Interference has also diminished thanks to a steady stream of new technologies entering the market. Verisat, for instance, launched a tool to make it quick and easy to detect VSAT interference several years ago. The tool was so successful that the company was soon acquired by Kratos Communications, which has further developed its capabilities, Weedon says. More recently, QuadSAT launched a tool using drones which is set to revolutionise the way antennas are tested.

“Given that a huge percentage of all interference is caused by faulty equipment, ensuring good antenna performance will undoubtedly make a difference,” she says.

Integrasys is another company that has launched some innovative tools for interference reduction, making it easier to set up antennas correctly without causing mispointing, she points out. While tools are available, most interference is “caused by human error, followed by equipment failure as the second element”, Weedon points out. “The more tools we have that eliminate those problems, the better. Initiatives such as SOMAP, of course, go a long way to helping with that.”

SIG is now looking to include topics around 5G and satellite’s role in it, including the challenges faced by LEO operators and the problem of debris, says Weedon.

“Our main goal is to bring the right people together to discuss those challenges within the satellite space so that we can collectively find resolutions. Our next workshop, which takes place in May at Goonhilly in the UK, will address LEO challenges and opportunities.”

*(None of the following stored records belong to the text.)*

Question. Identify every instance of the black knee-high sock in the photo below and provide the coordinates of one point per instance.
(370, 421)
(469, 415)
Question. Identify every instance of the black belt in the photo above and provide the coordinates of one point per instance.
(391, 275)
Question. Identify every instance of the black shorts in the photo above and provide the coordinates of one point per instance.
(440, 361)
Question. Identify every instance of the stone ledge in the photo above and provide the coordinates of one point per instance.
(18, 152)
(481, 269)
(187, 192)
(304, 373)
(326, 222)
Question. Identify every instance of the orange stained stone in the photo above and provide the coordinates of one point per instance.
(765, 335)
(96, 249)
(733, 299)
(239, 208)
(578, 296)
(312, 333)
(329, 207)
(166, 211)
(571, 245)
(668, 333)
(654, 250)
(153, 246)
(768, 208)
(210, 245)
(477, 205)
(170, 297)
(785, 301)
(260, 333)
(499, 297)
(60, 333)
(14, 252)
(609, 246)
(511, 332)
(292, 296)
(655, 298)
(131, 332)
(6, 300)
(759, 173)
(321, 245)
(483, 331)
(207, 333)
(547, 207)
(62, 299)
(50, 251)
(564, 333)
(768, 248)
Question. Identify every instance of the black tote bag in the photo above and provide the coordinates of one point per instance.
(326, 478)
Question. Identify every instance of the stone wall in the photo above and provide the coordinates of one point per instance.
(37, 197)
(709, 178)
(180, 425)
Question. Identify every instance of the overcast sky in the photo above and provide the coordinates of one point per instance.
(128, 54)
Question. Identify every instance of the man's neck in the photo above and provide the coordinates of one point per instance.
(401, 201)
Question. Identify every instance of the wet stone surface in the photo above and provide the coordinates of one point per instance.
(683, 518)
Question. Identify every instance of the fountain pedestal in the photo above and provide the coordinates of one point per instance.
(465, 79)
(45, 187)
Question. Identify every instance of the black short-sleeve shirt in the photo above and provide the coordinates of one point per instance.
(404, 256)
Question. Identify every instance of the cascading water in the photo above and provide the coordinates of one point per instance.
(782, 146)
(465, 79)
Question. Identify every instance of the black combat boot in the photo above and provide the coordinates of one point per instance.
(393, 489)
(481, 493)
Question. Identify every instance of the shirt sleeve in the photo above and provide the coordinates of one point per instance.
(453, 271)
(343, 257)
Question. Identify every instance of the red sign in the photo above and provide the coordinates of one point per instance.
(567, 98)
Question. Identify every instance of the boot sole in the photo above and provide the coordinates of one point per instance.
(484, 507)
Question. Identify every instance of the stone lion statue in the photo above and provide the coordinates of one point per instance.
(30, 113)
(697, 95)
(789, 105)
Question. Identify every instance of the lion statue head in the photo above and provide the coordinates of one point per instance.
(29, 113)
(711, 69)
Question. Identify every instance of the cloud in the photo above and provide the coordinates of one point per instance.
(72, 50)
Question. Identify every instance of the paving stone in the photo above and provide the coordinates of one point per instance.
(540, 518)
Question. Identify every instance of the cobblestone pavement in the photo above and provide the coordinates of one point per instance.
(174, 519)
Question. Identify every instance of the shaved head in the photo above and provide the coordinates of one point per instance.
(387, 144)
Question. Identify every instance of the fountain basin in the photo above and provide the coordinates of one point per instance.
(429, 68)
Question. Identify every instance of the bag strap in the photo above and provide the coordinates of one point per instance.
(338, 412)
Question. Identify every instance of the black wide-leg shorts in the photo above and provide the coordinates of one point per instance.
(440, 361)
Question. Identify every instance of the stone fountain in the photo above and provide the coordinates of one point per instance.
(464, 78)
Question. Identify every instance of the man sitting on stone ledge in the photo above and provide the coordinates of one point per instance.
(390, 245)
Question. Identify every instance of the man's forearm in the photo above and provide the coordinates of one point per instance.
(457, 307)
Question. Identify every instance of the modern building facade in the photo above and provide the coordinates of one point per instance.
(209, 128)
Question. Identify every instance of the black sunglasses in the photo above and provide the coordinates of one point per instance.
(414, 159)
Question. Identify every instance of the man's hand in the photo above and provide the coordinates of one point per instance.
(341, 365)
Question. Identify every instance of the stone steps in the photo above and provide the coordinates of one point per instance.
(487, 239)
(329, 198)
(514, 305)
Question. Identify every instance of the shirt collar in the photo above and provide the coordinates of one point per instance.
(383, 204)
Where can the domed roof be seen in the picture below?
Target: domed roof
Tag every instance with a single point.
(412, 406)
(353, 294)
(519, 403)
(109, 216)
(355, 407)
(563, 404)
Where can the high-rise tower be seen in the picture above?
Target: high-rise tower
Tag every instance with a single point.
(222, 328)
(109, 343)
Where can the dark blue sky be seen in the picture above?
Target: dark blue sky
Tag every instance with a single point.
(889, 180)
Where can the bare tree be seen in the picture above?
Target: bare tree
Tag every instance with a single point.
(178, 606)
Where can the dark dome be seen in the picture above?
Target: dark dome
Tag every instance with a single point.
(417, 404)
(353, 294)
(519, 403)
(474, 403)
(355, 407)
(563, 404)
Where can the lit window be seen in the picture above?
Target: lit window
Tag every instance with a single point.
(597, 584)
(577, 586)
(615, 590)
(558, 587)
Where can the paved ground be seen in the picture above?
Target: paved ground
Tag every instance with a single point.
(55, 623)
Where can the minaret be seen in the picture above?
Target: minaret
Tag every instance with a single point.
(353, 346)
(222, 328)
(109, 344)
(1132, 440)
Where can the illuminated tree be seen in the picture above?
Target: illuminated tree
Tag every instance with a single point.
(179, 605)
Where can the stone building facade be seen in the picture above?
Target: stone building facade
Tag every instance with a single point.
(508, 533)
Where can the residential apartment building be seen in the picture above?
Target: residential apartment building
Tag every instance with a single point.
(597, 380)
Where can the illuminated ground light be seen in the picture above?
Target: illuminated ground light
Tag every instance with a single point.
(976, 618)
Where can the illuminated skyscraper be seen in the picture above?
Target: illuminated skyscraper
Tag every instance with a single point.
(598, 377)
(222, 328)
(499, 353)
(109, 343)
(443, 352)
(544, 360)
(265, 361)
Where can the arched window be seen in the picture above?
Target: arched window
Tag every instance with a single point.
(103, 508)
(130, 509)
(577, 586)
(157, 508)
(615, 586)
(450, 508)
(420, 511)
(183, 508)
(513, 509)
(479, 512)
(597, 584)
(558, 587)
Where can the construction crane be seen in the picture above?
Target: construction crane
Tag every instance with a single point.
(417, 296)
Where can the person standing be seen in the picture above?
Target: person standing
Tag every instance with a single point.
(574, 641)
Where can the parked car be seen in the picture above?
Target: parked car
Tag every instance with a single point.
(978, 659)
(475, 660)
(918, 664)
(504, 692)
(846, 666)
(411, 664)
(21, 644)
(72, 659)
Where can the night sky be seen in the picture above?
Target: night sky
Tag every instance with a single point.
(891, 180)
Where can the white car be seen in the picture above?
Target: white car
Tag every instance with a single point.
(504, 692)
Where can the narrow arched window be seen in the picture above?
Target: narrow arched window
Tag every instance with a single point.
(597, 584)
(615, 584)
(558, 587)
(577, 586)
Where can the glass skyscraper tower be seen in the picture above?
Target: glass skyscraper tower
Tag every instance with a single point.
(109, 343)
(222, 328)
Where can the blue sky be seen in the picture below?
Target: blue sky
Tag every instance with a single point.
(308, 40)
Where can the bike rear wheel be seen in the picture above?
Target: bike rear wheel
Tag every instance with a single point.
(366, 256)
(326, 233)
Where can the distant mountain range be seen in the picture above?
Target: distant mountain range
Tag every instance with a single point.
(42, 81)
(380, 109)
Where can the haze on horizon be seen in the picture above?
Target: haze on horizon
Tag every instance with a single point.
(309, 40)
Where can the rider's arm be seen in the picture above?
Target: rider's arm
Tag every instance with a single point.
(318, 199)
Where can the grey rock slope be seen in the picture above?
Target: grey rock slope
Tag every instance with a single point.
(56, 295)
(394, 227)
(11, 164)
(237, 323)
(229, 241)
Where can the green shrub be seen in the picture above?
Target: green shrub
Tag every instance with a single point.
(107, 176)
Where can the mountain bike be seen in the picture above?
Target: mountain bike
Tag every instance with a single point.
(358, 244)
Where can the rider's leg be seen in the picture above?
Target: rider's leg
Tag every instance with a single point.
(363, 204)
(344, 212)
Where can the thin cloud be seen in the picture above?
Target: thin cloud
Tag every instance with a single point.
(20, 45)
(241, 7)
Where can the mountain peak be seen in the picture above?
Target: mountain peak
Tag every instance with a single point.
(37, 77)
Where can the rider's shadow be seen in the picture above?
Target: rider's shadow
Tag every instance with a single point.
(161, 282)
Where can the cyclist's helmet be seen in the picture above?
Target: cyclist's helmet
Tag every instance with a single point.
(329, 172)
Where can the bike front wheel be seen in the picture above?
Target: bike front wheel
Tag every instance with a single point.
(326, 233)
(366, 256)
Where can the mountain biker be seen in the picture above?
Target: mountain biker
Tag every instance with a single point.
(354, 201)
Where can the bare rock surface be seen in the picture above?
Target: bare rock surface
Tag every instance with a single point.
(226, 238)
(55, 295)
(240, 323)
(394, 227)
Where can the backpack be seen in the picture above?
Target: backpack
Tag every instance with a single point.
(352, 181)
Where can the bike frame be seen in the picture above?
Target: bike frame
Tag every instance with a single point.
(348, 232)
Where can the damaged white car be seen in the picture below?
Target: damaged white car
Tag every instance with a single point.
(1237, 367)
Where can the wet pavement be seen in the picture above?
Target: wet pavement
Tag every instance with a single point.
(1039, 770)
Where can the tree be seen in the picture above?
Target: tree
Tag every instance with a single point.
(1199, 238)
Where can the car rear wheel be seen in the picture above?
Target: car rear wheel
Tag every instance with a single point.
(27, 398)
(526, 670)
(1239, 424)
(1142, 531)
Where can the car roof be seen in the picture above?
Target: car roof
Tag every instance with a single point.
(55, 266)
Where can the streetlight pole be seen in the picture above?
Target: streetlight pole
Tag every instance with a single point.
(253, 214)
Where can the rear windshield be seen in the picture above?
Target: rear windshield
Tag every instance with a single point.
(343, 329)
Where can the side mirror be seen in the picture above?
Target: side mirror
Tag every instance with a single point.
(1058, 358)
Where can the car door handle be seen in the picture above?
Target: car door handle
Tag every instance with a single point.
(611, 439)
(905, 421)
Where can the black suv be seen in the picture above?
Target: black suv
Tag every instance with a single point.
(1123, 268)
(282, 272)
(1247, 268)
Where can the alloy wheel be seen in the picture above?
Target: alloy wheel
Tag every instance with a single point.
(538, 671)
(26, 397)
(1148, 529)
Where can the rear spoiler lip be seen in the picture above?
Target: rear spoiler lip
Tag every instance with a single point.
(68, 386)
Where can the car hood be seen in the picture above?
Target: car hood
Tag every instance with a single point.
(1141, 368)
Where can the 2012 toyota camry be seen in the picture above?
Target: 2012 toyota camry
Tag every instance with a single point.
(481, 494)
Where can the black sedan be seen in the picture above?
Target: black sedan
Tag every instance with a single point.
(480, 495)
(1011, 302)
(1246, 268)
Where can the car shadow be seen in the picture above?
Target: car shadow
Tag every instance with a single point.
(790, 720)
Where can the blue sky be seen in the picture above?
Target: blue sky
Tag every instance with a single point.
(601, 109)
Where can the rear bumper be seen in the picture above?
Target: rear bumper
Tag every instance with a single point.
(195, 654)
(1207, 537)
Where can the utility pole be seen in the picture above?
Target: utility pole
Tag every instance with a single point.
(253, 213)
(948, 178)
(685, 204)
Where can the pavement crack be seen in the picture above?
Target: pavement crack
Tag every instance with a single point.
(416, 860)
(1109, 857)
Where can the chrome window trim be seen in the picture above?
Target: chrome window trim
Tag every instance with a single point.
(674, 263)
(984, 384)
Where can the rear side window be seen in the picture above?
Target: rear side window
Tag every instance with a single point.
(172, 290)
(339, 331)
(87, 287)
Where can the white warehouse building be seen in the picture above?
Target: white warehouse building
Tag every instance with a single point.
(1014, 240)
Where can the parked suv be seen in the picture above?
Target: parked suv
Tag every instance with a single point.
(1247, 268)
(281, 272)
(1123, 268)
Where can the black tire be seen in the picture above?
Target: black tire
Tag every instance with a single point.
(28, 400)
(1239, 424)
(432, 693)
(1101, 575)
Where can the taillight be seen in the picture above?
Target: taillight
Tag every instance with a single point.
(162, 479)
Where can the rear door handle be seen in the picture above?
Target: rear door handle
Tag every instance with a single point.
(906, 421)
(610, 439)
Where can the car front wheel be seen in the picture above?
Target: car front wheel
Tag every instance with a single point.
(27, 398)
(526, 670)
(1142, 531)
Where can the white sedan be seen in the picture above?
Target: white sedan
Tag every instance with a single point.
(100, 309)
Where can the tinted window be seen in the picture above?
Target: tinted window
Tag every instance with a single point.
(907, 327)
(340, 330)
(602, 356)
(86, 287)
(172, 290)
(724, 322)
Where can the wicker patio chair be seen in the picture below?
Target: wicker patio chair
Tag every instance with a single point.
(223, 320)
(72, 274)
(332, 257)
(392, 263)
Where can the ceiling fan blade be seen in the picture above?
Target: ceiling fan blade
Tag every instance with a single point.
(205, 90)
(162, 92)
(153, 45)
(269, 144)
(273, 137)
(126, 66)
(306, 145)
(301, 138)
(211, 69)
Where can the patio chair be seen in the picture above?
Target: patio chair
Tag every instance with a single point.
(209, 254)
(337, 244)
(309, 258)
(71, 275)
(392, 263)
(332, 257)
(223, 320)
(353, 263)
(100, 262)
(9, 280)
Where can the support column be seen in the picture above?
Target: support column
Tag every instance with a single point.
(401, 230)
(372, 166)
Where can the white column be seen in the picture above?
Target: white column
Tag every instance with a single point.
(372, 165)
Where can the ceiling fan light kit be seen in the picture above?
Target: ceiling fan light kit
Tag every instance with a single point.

Although a big satellite programme was being planned at ConnecTechAsia in June along with SIG’s traditional innovation tours, where it takes participants to member booths on the show floor, the recent global pandemic and the subsequent postponement of the Singapore show have dampened some of those efforts.

But that has not deterred the group, which has launched an innovation hub to help companies get their latest innovative solutions in front of the industry. SIG also has plans to launch a brand-new awards programme later this year, though details have not been announced yet.